The Bloomberg Politics Poll Decoder

Post-Election Edition

By Ken Goldstein
November 16, 2016

Beginning in early September, we started aggregating the internal demographic and partisan data of national polling by 18 outlets. In part, this was an effort to encourage greater transparency by pollsters. In the week before the election, we pulled together an historical view of this data, highlighting a few of the emerging trends, and then filled the Decoder with the most recent high-quality polling data we could find: Our final pre-election data set includes national polls from 10 outlets, all of which were conducted after FBI Director James Comey's October 28 letter to Congress. Here's what the polls indicated on Nov. 8 about partisan turnout, partisan loyalty, and the independent vote—as well as voters' leanings parsed by race, gender, age and education. We've also included the 2012 and 2016 exit polls, and a list of takeaways. All polling is flawed—something the Decoder said on day one. This project is an attempt to better understand what it can, and can't, tell us.

  • 0
  • CLINTON MARGIN
  • TRUMP MARGIN

Takeaways, as of November 8, 2016

  1. An average of recent polling has Clinton +4.1.

  2. Dems are +5.5 over GOP in share of electorate, with little variance among polls. Exit polls pegged Dems +6 in 2012.

  3. Fox is an outlier on partisanship, estimating an electorate evenly divided (40-40) between Dem and GOP.

  4. Partisans are nearly identically loyal: Dems are +83 for Clinton; GOP is +79.3 for Trump.

  5. Trump is +5.4 with indies, just barely better than Romney. Given where Dems stand, Trump needs more than double that to pull even with Clinton.

  6. Clinton’s lead with female voters is +11 across polls. Obama won women by 11 in 2012. Men are +7 for Trump. Romney won men by 7.

  7. Bloomberg has largest gender gap: 26 percentage points. MC has smallest: 7 points.

  8. The Decoder average has the electorate at 73 percent white. Estimates from 2012 had it between 72 percent and 74 percent.

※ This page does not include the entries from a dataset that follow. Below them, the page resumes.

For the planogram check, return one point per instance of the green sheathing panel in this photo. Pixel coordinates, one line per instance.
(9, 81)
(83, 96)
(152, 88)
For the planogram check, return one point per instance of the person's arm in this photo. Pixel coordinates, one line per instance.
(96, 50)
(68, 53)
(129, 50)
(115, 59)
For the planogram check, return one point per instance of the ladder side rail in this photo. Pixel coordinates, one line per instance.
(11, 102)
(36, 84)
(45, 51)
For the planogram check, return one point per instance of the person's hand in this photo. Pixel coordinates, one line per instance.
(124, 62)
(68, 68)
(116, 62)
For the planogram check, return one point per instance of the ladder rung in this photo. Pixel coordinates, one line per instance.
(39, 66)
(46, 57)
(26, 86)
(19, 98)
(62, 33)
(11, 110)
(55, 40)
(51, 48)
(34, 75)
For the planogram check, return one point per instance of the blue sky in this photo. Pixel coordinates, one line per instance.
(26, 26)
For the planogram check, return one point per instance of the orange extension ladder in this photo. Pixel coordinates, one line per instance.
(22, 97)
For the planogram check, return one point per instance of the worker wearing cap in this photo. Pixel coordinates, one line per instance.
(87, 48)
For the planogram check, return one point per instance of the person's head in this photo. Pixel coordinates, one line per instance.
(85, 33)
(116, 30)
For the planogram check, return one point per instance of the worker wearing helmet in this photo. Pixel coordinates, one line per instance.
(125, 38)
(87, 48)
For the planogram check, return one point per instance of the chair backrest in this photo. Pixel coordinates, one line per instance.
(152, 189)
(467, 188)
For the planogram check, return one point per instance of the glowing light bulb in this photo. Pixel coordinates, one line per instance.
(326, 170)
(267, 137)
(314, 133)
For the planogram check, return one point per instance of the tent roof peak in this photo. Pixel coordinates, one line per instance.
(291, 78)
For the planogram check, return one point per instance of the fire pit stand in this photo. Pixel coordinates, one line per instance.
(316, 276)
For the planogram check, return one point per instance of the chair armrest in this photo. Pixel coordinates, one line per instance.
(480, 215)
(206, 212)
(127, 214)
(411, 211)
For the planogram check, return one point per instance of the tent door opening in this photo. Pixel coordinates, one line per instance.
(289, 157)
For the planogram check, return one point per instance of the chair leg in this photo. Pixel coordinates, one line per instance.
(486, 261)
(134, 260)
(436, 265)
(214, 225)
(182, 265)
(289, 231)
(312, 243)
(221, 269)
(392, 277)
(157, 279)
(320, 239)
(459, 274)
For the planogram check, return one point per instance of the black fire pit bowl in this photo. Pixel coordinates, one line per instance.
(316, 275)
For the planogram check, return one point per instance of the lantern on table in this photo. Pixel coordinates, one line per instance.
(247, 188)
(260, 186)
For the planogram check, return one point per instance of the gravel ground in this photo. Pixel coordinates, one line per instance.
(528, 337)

What the polls, as viewed through the Decoder, got wrong

  1. While polls ended up being way off in several crucial states, national polls were much closer. The average margin in the Decoder was +4.1. While some votes are still being tabulated, Clinton currently has a 1.6 point lead in the national raw vote, and when all is said and done, the polls will be off by about 2 points. Importantly, though, that error was not uniformly distributed. None of the national polls showed Trump in the lead, but Marist had the closest margin at +2 points for Clinton. And she seems headed toward winning the popular vote by something very close to that margin.

  2. Throughout the fall, the Decoder average was showing a +6-7 Dem advantage in partisan share of the electorate, similar to what polls showed in 2008 and 2012. The exit polls this year had it at +4 for Dems.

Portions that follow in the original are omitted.